La stratégie des exportations actuelle de ce segment des produits miniers a-t-elle répondu à ce besoin et à travers quelle stratégie industrielle des entreprises de ce secteur et notamment celle de la filière marbre d’Algérie, en dépit des nombreuses mesures de soutien économiques, financières et juridiques apportées et au vu de l’importance de l’infrastructure géologique ?

Il nous semble nécessaire de décrire cette situation d’exportation actuelle hors hydrocarbures d’un segment de produit minier et autres ayant déjà une carte de visite et d’apporter brièvement quelques éléments et données statistiques sous forme d’éclairage pour se faire la meilleure idée possible sur cette prise en charge, en particulier la filière marbre.

Comment peut-on accepter qu’une entreprise qui renferme autant de richesses naturelles en soit réduite à être incapable de ne «rien produire» et ne «rien exporter» et à devoir laisser «tout»” importer pour que le secteur privé alimente son appareil de production ? Trop d’interrogations au tableau de bord présentant des résultats très en deçà de ce qu’exige la situation ayant bénéficié d’un programme de développement consommé mais loin de développer une industrie marbrière susceptible de générer une dynamique suffisamment compétitive avec la combinaison judicieuse de ses atouts distinctifs pour contribuer à la diversification de l’économie nationale.

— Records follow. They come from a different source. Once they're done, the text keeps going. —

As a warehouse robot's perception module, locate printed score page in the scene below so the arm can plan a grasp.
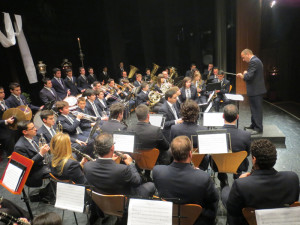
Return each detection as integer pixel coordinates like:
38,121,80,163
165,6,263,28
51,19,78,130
127,198,173,225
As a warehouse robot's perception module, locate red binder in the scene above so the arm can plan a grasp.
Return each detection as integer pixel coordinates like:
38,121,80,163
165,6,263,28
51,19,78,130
0,152,33,195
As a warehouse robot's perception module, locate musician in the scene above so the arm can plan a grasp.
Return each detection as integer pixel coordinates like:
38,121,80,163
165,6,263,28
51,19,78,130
64,69,81,96
185,63,197,78
152,136,219,224
179,77,198,102
14,120,50,187
77,67,91,92
50,133,87,184
222,139,299,224
5,83,44,111
40,77,61,104
51,68,71,99
214,70,230,112
158,88,183,142
101,103,127,133
87,67,97,85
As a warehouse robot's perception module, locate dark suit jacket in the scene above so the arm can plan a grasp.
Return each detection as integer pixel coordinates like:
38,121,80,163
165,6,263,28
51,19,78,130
40,88,61,104
244,56,267,96
152,162,219,224
100,120,127,134
83,159,142,194
51,77,68,100
64,77,80,96
14,136,50,187
5,94,40,111
51,159,87,184
227,169,299,220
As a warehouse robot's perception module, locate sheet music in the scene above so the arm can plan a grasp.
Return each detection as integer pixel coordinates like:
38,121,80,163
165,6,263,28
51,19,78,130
127,198,173,225
198,133,228,154
55,182,85,213
203,112,224,127
225,94,244,101
255,207,300,225
114,134,134,153
2,163,24,191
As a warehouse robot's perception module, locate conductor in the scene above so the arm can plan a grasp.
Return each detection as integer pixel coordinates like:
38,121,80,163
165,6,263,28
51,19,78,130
237,49,266,135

La présente contribution ne prétend pas répondre à toutes les questions, mais elle a pour objectif de stimuler les débats sur les grands sujets du secteur des mines en donnant la lecture la plus correcte possible, documentée et objective avec une importance à souligner pour la filière marbre. C’est dans cette perspective que se place cette modeste contribution avec des débats contradictoires d’idées pour interroger cette filière du secteur des mines.